3. Subsistem Peradilan
Berdasarkan pada dua jenis sistem hukum yang ada di dunia seperti
dikemukakan di atas, maka sistem peradilan pun terdiri pula atas dua
jenis yang mengikuti sistem hukumnya, yaitu sebagai berikut.
a. Sistem peradilan Common Law
Pada sitem peradilan Common Law ini, menganut sistem peradilan juri,
di mana hakim bertindak sebagai pejabat yang memeriksa dan
memutuskan hukumnya, sementara juri memeriksa peristiwa atau
kasusnya kemudian menentukan bersalah-tidaknya terdakwa atau
pihak yang berperkara. Di sini hakim diikat oleh suatu asas stare
decisis atau the binding force of precedent. Artinya, putusan hakim
terdahulu mengikat hakim-hakim lain untuk mengikutinya pada
perkara yang sejenis. Sistem peradilan juri ini sebagai manifestasi dari
pemikiran lama, bahwa peradilan merupakan tugas dan tanggung
jawab rakyat.
Penggunaan juri di dalam sistem peradilan Common Law, berlaku baik
pada perkara pidana maupun pada perkara pidana maupun pada
perkara perdata. Juri dipilih dari komunitas warga masyarakat (tokoh-
tokoh masyarakat setempat), bukan ahli hukum atau sarjana hukum.
Sebelumnya bertugas sebagai juri, terlebih dahulu dialmbil sumpahnya
dan dipastikan akan berlaku objektif.
b.

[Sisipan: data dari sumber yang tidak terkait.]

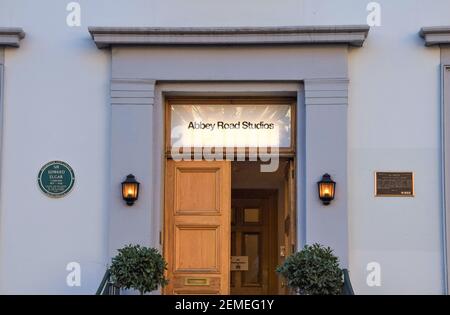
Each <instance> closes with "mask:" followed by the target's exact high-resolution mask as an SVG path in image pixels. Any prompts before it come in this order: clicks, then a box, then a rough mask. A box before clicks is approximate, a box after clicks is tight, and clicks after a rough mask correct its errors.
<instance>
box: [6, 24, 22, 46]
mask: <svg viewBox="0 0 450 315" xmlns="http://www.w3.org/2000/svg"><path fill="white" fill-rule="evenodd" d="M24 37H25V32H24V31H23V30H22V29H21V28H18V27H0V47H2V46H9V47H19V45H20V40H21V39H22V38H24Z"/></svg>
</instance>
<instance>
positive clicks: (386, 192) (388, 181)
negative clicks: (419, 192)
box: [375, 172, 414, 197]
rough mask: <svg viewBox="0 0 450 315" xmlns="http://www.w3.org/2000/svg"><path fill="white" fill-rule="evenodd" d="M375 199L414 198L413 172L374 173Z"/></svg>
mask: <svg viewBox="0 0 450 315" xmlns="http://www.w3.org/2000/svg"><path fill="white" fill-rule="evenodd" d="M375 196H376V197H414V173H413V172H375Z"/></svg>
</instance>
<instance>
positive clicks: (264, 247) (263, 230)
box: [230, 189, 278, 295]
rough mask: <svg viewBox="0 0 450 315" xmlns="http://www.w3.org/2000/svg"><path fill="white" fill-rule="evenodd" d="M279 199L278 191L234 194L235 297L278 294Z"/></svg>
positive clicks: (234, 285) (233, 248) (231, 276)
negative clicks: (277, 270) (278, 219)
mask: <svg viewBox="0 0 450 315" xmlns="http://www.w3.org/2000/svg"><path fill="white" fill-rule="evenodd" d="M277 199H278V191H277V190H269V189H254V190H249V189H239V190H233V191H232V202H231V282H230V292H231V294H235V295H244V294H250V295H266V294H276V293H277V286H276V282H277V279H276V277H275V268H276V264H277V256H276V246H277V233H276V230H277V224H276V222H277V206H278V205H277Z"/></svg>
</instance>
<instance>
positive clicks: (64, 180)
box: [38, 161, 75, 198]
mask: <svg viewBox="0 0 450 315" xmlns="http://www.w3.org/2000/svg"><path fill="white" fill-rule="evenodd" d="M74 183H75V174H74V172H73V169H72V168H71V167H70V165H69V164H67V163H64V162H61V161H52V162H49V163H47V164H45V165H44V166H43V167H42V168H41V170H40V171H39V175H38V184H39V188H40V189H41V190H42V191H43V192H44V193H45V194H46V195H48V196H50V197H53V198H60V197H64V196H65V195H66V194H67V193H68V192H69V191H70V190H72V188H73V184H74Z"/></svg>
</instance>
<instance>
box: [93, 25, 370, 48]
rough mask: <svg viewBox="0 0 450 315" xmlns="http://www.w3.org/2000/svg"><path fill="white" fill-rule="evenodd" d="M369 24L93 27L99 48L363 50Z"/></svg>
mask: <svg viewBox="0 0 450 315" xmlns="http://www.w3.org/2000/svg"><path fill="white" fill-rule="evenodd" d="M369 29H370V27H369V26H367V25H348V26H346V25H342V26H293V27H290V26H289V27H288V26H286V27H193V28H190V27H189V28H188V27H181V28H153V27H89V33H90V34H91V37H92V39H93V40H94V42H95V44H96V45H97V47H98V48H100V49H101V48H109V47H111V46H122V45H128V46H130V45H133V46H138V45H139V46H142V45H146V46H175V45H187V46H237V45H268V46H269V45H270V46H273V45H320V44H343V45H349V46H355V47H361V46H362V45H363V44H364V41H365V39H366V38H367V35H368V33H369Z"/></svg>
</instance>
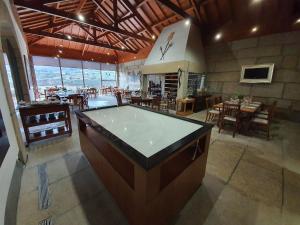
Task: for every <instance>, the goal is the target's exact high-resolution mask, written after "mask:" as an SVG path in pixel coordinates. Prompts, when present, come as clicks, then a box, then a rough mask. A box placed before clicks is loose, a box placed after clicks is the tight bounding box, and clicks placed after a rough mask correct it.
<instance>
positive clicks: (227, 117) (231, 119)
mask: <svg viewBox="0 0 300 225" xmlns="http://www.w3.org/2000/svg"><path fill="white" fill-rule="evenodd" d="M224 120H228V121H232V122H236V118H235V117H231V116H225V117H224Z"/></svg>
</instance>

Sistem peradilan Eropa Kontinental
Sistem peradilan Eropa Kontinental atau biasa juga disebut Civil Law
System, di mana hakim diikat oleh undang-undang (hukum tertulis).
Dalam sistem peradilan Eropa Kontinental, kepastian hukumnya
dijamin melalui bentuk dan sifat tertulisnya undang-undang.
Sistem peradilan Eropa Kontinental tidak mengenal sistem juri. Tugas
dan tanggung jawab hakim di sini adalah memeriksa langsung materi
perkaranya, menentukan bersalah-tidaknya terdakwa atau pihak yang
berperkara, kemudian sekaligus menerapkan hukumnya.
Menyimak uraian sistem hukum dan sistem peradilan Eropa
Kontinental dengan Common Law (Anglo Sakson) di atas, maka untuk
lebih memahami eksistensi kedua sistem peradilan tersebut, ada
baiknya melihat perbedaan-perbedaan yang cukup prinsipal antara
keduanya, yaitu sebagai berikut.
a. Perbedaan pada sistem peraturannya
1) Pada sistem hukum Common Law didominasi oleh hukum idak
tertulis atau hukum kebiasaan melalui putusan hakim,
sedangkan pada sistem hukum Eropa Kontinental didominasi
oleh hukum tertulis (kodifikasi).
2) Pada sistem hukum Common Law tidak ada pemisahan yang
tegas dan jelas antara hukum publik dengan hukum privat,
sedangkan pada sistem hukum Eropa Kontinental ada
pemisahan secara tegas dan jelas antara hukum publik dengan
hukum privat.
b. Perbedaan pada sistem peradilannya.
1) Pada sistem peradilan Common Law menggunakan juri yang
memeriksa fakta kasusnya kemudian menetapkan kesalahan
dan hakim hanya menerapkan hukum dan menjatuhkan
putusan, sedangkan pada sistem peradilan Eropa Kontinental
tidak menggunakan juri sehingga tanggung jawab hakim adalah
memeriksa fakta kasus, menentukan kesalahan, serta
menerapkan hukumnya sekaligus menjatuhkan putusan.
2) Pada sistem peradilan Common Law hakim terikat pada putusan
hakim sebelumnya dalam perkara sejenis melalui asas the
binding force precedent, sedangkan pada sistem peradilan Eropa
Kontinental hakim tidak terikat atau tidak wajib mengikuti
putusan hakim sebelumnya dalam perkara sejenis.
3) Pada sistem Common Law menganut pula asas adversary
system, yaitu pandangan bahwa di dalam pemeriksaan
peradilan selalu ada dua pihak yang saling bertentangan, baik
dalam perkara perdata maupun perkara pidana, sedangkan
pada sistem peradilan Eropa Kontinental hanya dalam perkara
perdata yang melihat adanya dua pihak yang bertentangan
(penggugat dan tergugat) dan pada perkara pidana keberadaan
terdakwa bukan sebagai pihak penentang.